Muita gente esquece que em alguns países as leis em relação ao vaping podem ser extremamente rígidas e você como turista estará sujeito à essas leis mesmo que esteja apenas fazendo conexão através de um aeroporto em um destes países. Um dos casos mais extremos é a Tailândia que possui regras contraditórias e que no geral considera o vaping ilegal e não é nada amigável com quem quer vaporar por lá, inclusive é dito que se policiais locais pegarem você vaporando eles podem confiscar os aparelhos, multar e até te prender, quando não exigir uma baita “gorjeta” (chamada de “tea money” ou “dinheiro do chá”) para você se livrar da encrenca. Existem casos de problemas inclusive para quem só está passando em conexão pelo aeroporto, o que parece também ocorrer em Dubai, outra cidade particularmente hostil com o vaping.

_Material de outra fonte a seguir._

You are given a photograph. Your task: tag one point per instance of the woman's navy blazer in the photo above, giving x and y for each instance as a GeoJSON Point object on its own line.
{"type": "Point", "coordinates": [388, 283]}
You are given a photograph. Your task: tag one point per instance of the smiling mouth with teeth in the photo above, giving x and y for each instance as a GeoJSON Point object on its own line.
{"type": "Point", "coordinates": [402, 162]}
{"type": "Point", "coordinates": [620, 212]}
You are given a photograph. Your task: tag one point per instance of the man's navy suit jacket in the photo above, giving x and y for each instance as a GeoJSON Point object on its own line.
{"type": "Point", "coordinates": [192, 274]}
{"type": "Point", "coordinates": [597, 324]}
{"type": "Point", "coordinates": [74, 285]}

Nas Filipinas vaporar em público dá 4 meses de cadeia e em Singapura ser pego com um vape pode dar uma multa de até U$ 2.000,00.

Em outros casos mais brandos, mas também rígidos como na Australia, vaporar é legal exceto em Queensland, porém a nicotina é considerada um veneno e o consumo é proibido, o que também ocorre no Japão que não permite o comércio de produtos que contenham nicotina, sendo o vaping sem nicotina não regulado e portanto permitido.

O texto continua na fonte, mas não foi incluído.